Bitcoin, the most popular cryptocurrency in the world, consumes an incredible amount of electricity. But, its energy use depends on a lot of things.
The BTC price has suffered a major collapse this entire month, and it has remained so low it is reducing the blockchain’s vast electricity consumption.
An estimate of annualized electricity usage published on Digiconomist.net by a digital currency economist based in Paris suggests that Bitcoin’s energy demand declined by more than a third during the past several weeks.
Nevertheless, this is equivalent to Argentina’s annual electricity consumption, with a conventional Bitcoin transaction consuming the energy equivalent to what an American home would use in roughly two months.
Bitcoin: The Power-Hungry Business
The process of minting a single unit of Bitcoin has upset environmentalists and consumer advocates worried about pollution. It consumes more electricity than Finland consumes in an entire year.
Among the recent contentions over what and who crypto currencies are useful for, energy consumption has become the most recent source of contention as digital currencies, and Bitcoin in particular, have grown in popularity.
Since three weeks ago, the token’s energy consumption appears to have decreased significantly. According to the Cambridge Bitcoin Electricity Consumption Index, the network is now using a quarter less electricity than it was at the beginning of June.
Compared to Ethereum, the decline in electricity requires has been even more dramatic, falling from 94 TWh a year to 46 TWh – Qatar’s annualized use.
Bitcoin’s current electricity consumption is around 10.65 gigawatts, per the Cambridge BEC Index. This is less than the estimate of 14.34 gigawatts from the first week of June.
Its proof of work (PoW) consensus method is the primary source of the crypto’s energy usage. The process incentivizes crypto “miners” to consume electricity as they compete to create the next Bitcoin block. The winner receives a set amount of Bitcoin.
The BTC Price & Mining Incentive Correlation
In parallel with the decline in the price of cryptocurrencies (BTC reached an all-time high of $69,000 in November 2021 and is now trading near $21,000 on Friday afternoon), so has the value of the incentives to miners.
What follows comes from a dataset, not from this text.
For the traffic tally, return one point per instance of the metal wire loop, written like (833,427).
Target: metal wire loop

According to Digiconomist, the Bitcoin network is responsible for approximately 114 million tons of carbon dioxide per year, based on the geographical distribution of the mining hash rate and using data through May 27, 2022.
With the same statistics, Ethereum mining is estimated to create 48.7 million tons of carbon dioxide emissions, the same amount as Bulgaria.
As long as Bitcoin’s price fluctuates, its energy consumption is likely to remain variable in the foreseeable future.